2000’li yıllarda gezegende araştırmalar yapan Spirit ve Opportunity ile yakın vakit evvel Curiosity, Mars’ın bir vakitler daha sıcak ve ıslak bir gezegen olduğunu ortaya koydu.
Perseverance, kendinden evvelki robotların bilgileri ışığında, şayet bir vakitler varoldularsa, ilkel ömür formalarının izini arayacak. Bunun için de bir vakitler devasa bir göl olan Jezero’ya indiriliyor.
BBC’ye konuşan California Üniversitesi’nden gezegen bilimci Bethany Ehlmann, tıpkı Dünya’nın birinci ömür formlarının araştırıldığı üzere Mars’ta mikrobiyolojik ömür kalıntısı araştıracaklarını söyledi.
Ehlmann, “Bu ömür formlarının Dünya’da 3.5 milyar yıl evvel yaşadığını biliyoruz.

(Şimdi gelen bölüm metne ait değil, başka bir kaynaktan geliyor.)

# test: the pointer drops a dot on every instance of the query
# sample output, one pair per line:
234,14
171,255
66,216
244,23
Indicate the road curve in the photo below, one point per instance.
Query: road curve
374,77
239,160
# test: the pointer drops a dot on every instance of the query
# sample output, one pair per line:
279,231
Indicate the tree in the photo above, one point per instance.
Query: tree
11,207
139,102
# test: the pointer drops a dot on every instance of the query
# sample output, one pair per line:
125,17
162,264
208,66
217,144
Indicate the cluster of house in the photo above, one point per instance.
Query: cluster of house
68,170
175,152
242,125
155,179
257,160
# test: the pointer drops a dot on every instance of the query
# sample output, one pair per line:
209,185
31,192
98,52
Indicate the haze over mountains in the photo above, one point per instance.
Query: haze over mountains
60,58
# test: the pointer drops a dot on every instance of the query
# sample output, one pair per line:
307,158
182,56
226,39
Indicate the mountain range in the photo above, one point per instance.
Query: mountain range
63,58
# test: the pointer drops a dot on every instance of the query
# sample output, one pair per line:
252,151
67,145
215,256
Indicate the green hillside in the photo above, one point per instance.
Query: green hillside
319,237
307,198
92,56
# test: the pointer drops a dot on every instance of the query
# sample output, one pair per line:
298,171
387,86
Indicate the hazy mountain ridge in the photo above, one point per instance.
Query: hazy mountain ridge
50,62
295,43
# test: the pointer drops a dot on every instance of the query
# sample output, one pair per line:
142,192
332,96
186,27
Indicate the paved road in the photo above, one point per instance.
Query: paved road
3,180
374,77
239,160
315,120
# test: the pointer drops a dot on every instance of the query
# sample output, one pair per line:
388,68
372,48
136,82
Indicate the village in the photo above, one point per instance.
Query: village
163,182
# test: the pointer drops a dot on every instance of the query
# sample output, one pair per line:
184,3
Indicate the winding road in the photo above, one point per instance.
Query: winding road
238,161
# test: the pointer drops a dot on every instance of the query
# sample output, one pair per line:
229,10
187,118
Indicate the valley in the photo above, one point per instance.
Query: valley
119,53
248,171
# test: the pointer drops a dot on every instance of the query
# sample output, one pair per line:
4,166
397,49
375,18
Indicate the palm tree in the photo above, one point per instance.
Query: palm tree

Yanıtını aradığımız soru; bunların Mars’ta da 3.5 milyar yıl evvel, göl tabanlarında yaşayıp yaşamadığı” dedi.
Beklenti, Perseverance’ın yapacağı araştırmaların sonuçlarının Dünya’da alınacağı tarafında. Aracın, elde ettiği kaya örnekleri, öteki bir araçla Dünya’ya geri getirilecek.
NASA ve Avrupa Uzay Ajansı’nın milyarlarca dolar maliyetli ortak projesi ile daha küçük bir aracın 2026 yılında Jezero kraterine gönderilerek, Perseverance’ın bıraktığı tüpler içindeki kaya örneklerini toplaması planlanıyor. Araç daha sonra yörüngeye çıkacak ve burada bir uydu tarafından yakalanarak, ileri araştırmalar için Dünya’ya geri getirilecek.
SpaceX hali hazırda Mars’a gidecek uzay aracının roket testlerini yapıyor. Maksat öngörülebilir bir gelecekte Mars’a beşerli uçuş gerçekleştirmek.
Perseverance da bu araştırmalar kapsamında, “Mars’ın karbondioksit yüklü atmosferinden, solunabilir oksijen elde edilebilir mi?” sorusuna cevap arayacak.
NASA’nın bilim araştırmaları sorumlusu Dr Thomas Zurbuchen, “Eğer Himalayalar ve Alpler’deki bir jeolojik örneğin niteliğini sahiden anlamak istiyorsak, insanları oraya götürmeliyiz. Bu Mars’ta da aynı” dedi.